An eigenvalue is a scalar \(\lambda\) such that for a square matrix \(A\), there exists a non-zero vector \(v\) satisfying Av = \lambda v. In simple terms, an eigenvalue measures how much an eigenvector is stretched or compressed during a linear transformation. If multiplying matrix \(A\) by vector \(v\) only scales the vector (without changing its direction), then \(\lambda\) is the eigenvalue corresponding to that eigenvector.
2. How do you find the eigenvalues of a matrix?
To find the eigenvalues of a matrix, solve the characteristic equation det(A − \lambda I) = 0. Follow these steps:
- Form the matrix \(A − \lambda I\), where \(I\) is the identity matrix.
- Compute the determinant.
- Set the determinant equal to 0.
- Solve the resulting polynomial equation for \(\lambda\).
3. What is the characteristic equation of a matrix?
The characteristic equation of a square matrix \(A\) is given by det(A − \lambda I) = 0. This equation is obtained by subtracting \(\lambda\) times the identity matrix from \(A\) and setting the determinant equal to zero. Solving this equation gives the eigenvalues of the matrix, and the resulting polynomial is called the characteristic polynomial.
4. Can you give an example of finding eigenvalues?
Yes, for matrix \(A = \begin{pmatrix}2 & 0 \\ 0 & 3\end{pmatrix}\), the eigenvalues are 2 and 3. Steps:
- Form \(A − \lambda I = \begin{pmatrix}2−\lambda & 0 \\ 0 & 3−\lambda\end{pmatrix}\).
- Compute determinant: \((2−\lambda)(3−\lambda) = 0\).
- Solve: \(\lambda = 2\) or \(\lambda = 3\).
5. What is the difference between eigenvalues and eigenvectors?
An eigenvalue is a scalar \(\lambda\), while an eigenvector is a non-zero vector \(v\) that satisfies Av = \lambda v. In other words:
- Eigenvalues represent the scaling factor.

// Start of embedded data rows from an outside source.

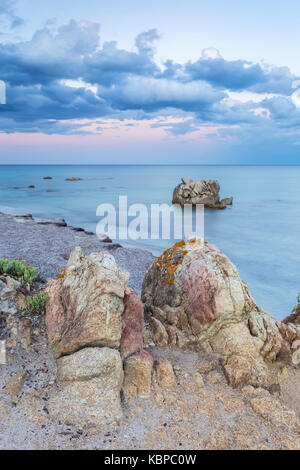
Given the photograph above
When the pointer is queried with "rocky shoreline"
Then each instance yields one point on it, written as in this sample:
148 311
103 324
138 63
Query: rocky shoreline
48 244
189 361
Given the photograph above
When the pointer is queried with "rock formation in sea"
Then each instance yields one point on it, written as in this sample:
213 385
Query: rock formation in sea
200 192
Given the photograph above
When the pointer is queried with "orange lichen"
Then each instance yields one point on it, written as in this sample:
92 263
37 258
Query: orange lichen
170 260
62 275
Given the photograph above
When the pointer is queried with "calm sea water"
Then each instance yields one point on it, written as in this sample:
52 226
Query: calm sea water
260 232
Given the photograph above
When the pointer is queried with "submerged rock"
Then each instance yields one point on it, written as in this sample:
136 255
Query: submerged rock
200 192
196 298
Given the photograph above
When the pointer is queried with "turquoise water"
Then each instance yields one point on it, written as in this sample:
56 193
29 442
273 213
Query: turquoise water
260 232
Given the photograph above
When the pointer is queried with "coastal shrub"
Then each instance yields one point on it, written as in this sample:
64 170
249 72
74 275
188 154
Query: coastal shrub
36 305
18 270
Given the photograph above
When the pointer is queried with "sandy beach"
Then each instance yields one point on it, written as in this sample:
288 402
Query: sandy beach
48 247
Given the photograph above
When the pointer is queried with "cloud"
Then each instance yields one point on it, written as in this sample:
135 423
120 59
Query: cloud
7 12
65 73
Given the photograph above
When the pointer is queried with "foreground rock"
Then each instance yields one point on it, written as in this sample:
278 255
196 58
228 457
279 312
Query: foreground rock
93 321
196 299
200 192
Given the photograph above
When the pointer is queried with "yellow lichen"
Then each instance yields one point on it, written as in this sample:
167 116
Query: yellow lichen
170 260
62 275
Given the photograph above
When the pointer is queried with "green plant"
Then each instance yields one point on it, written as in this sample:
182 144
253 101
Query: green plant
36 305
18 270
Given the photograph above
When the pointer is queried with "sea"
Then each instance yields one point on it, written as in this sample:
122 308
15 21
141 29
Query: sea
260 232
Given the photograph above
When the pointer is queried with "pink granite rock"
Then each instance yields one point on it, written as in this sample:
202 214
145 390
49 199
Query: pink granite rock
196 298
133 324
86 304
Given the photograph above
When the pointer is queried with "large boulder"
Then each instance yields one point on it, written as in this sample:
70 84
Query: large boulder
204 192
195 297
94 322
295 315
86 303
90 384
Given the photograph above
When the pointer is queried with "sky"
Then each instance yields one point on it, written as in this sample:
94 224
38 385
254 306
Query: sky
125 81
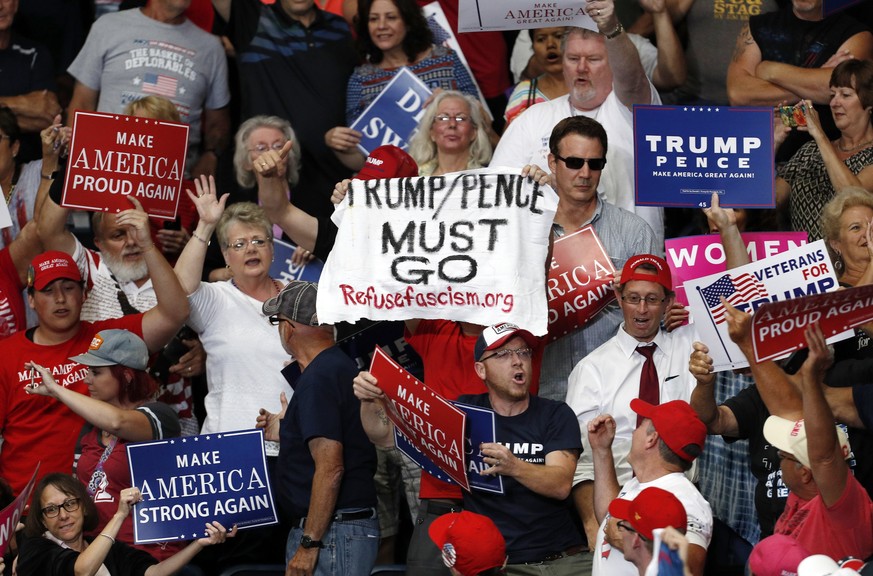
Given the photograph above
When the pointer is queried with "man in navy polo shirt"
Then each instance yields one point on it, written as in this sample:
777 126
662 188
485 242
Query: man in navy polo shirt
326 462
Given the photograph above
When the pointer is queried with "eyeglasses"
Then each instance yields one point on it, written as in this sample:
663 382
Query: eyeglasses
574 163
459 118
625 526
261 148
634 299
52 510
522 353
241 245
275 320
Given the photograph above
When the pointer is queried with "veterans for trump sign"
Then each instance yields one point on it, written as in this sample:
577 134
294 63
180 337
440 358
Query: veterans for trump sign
432 424
482 15
186 482
684 154
580 281
778 328
113 156
465 246
802 271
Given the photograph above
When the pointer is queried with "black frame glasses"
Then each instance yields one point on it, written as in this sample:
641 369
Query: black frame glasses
574 163
52 510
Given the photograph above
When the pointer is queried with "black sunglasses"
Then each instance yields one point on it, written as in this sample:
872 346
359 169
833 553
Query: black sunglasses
574 163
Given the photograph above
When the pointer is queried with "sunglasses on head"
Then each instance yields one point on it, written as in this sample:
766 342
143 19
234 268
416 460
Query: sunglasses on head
574 163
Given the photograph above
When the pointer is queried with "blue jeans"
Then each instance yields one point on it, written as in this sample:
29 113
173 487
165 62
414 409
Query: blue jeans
350 548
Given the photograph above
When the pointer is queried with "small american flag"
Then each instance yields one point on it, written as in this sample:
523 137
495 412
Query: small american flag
743 288
159 84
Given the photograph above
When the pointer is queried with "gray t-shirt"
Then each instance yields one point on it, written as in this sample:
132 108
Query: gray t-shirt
128 56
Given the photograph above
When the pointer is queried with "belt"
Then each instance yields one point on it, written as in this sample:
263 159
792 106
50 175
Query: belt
438 508
571 551
340 517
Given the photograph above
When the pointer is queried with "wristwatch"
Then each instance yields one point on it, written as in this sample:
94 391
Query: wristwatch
307 542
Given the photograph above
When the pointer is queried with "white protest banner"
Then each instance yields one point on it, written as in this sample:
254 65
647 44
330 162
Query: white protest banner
482 15
802 271
465 246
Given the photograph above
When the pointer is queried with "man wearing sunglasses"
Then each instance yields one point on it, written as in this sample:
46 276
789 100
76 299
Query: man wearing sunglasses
605 78
537 444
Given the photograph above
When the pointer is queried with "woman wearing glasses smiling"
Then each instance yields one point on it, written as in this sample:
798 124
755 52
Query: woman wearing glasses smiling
55 543
244 353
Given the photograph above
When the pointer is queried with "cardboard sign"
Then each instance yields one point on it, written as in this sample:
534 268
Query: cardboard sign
389 337
481 15
186 482
285 270
464 246
394 115
801 271
480 428
580 281
429 421
777 328
683 154
11 515
113 156
693 257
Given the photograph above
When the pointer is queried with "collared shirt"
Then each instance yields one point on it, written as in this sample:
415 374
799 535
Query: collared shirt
607 380
623 235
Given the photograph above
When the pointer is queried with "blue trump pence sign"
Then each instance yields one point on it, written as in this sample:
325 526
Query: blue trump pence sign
187 482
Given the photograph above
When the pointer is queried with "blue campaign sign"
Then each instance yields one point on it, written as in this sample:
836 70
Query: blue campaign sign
283 269
684 154
394 115
480 428
186 482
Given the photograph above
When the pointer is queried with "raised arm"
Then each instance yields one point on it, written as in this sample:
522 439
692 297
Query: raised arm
743 85
130 425
189 266
826 458
629 78
163 321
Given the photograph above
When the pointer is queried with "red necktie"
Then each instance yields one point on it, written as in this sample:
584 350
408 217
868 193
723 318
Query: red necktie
649 387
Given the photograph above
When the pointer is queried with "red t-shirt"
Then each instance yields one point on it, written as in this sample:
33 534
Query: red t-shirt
12 317
38 428
448 358
844 529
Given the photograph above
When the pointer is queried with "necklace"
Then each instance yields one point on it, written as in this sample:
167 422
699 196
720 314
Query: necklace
853 148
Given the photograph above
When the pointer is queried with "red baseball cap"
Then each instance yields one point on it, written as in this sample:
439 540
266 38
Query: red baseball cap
470 543
662 276
677 424
50 266
652 508
388 162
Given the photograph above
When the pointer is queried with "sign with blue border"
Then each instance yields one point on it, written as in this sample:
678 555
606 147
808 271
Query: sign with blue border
684 154
394 115
189 481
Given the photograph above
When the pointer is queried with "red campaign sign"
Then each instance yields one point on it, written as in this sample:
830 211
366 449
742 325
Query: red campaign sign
777 327
430 423
580 281
11 515
113 156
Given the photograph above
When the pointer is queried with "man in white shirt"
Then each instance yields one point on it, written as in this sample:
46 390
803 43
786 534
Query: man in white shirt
605 381
663 448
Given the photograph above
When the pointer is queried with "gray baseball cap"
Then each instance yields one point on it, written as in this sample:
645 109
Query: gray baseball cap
296 301
111 347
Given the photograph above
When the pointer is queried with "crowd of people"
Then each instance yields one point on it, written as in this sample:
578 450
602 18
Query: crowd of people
609 441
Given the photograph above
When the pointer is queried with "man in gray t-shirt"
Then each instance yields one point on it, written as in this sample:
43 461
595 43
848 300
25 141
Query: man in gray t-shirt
156 50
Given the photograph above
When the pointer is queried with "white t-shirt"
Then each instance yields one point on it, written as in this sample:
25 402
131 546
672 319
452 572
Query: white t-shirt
526 141
609 562
244 358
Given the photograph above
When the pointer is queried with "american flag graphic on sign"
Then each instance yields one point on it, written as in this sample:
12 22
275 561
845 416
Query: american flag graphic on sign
743 288
159 84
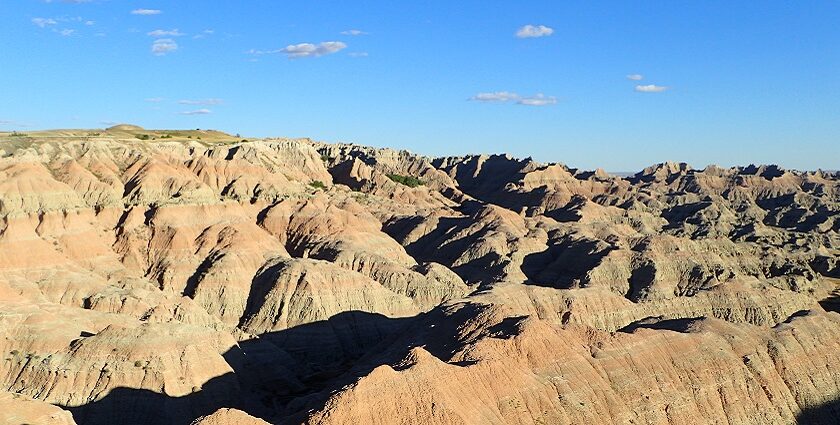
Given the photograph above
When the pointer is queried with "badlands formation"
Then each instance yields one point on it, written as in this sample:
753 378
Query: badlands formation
179 277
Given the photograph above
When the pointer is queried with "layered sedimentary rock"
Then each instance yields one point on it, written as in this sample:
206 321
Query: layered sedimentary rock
158 277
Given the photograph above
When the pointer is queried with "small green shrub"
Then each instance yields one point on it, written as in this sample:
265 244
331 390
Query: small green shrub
409 181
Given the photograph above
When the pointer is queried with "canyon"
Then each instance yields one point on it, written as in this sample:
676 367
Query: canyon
190 276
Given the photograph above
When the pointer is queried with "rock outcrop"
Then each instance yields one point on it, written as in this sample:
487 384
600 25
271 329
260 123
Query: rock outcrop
178 277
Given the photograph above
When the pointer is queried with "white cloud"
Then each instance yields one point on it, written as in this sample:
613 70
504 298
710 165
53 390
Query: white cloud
651 88
146 12
201 102
164 46
538 99
203 34
309 50
165 33
532 31
499 96
43 22
197 112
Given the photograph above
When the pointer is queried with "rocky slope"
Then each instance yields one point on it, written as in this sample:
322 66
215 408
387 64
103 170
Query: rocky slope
182 277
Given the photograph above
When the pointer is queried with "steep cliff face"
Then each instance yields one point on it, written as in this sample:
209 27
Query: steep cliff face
287 281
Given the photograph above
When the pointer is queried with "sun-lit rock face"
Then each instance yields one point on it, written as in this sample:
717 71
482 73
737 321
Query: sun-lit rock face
182 277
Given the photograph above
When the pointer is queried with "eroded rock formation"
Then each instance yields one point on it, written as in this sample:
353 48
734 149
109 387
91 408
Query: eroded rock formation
176 280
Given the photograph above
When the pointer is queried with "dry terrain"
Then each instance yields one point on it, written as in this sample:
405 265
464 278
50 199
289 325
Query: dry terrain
179 277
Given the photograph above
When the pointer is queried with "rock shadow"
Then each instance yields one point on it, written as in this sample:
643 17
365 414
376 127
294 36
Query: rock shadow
277 376
824 414
564 265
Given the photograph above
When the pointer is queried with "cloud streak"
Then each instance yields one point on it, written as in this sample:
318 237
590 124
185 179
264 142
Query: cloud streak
650 88
43 22
165 33
309 50
534 31
538 99
196 112
164 46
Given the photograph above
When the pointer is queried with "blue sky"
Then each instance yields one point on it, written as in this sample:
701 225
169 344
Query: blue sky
721 82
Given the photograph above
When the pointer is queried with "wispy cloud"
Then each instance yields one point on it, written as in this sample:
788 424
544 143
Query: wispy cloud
43 22
204 33
201 102
309 50
538 99
164 46
196 112
146 12
534 31
651 88
165 33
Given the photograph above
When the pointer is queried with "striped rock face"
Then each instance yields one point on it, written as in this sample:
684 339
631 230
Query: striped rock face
177 277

- Eigenvectors represent the direction that remains unchanged under transformation.
6. What is the formula for the eigenvalues of a 2×2 matrix?
For a 2×2 matrix \(A = \begin{pmatrix}a & b \\ c & d\end{pmatrix}\), the eigenvalues are given by \(\lambda = \frac{(a+d) \pm \sqrt{(a+d)^2 - 4(ad-bc)}}{2}\). Here:
- \(a+d\) is the trace of the matrix.
- \(ad-bc\) is the determinant.
7. What are the properties of eigenvalues?
Key properties of eigenvalues relate to the trace, determinant, and matrix operations. Important properties include:
- The sum of eigenvalues equals the trace of the matrix.
- The product of eigenvalues equals the determinant.
- If \(A\) is triangular or diagonal, its eigenvalues are its diagonal entries.
- If \(A^{-1}\) exists, its eigenvalues are \(1/\lambda\).
8. Why are eigenvalues important?
Eigenvalues are important because they describe the fundamental behavior of a linear transformation. They are used in:
- Solving systems of differential equations.
- Stability analysis in engineering and physics.
- Principal Component Analysis (PCA) in machine learning.
- Quantum mechanics and vibration analysis.
9. Can eigenvalues be negative or complex?
Yes, eigenvalues can be positive, negative, zero, or complex numbers. The type depends on the matrix. For example:
- Symmetric matrices have real eigenvalues.
- Rotation matrices can have complex eigenvalues.
- A negative eigenvalue indicates direction reversal along that eigenvector.
10. How do you find eigenvectors once eigenvalues are known?
To find an eigenvector, substitute the eigenvalue \(\lambda\) into (A − \lambda I)v = 0 and solve for \(v\). Steps:
- Compute \(A − \lambda I\).
- Set up the homogeneous system.
- Solve for the non-zero solution vector.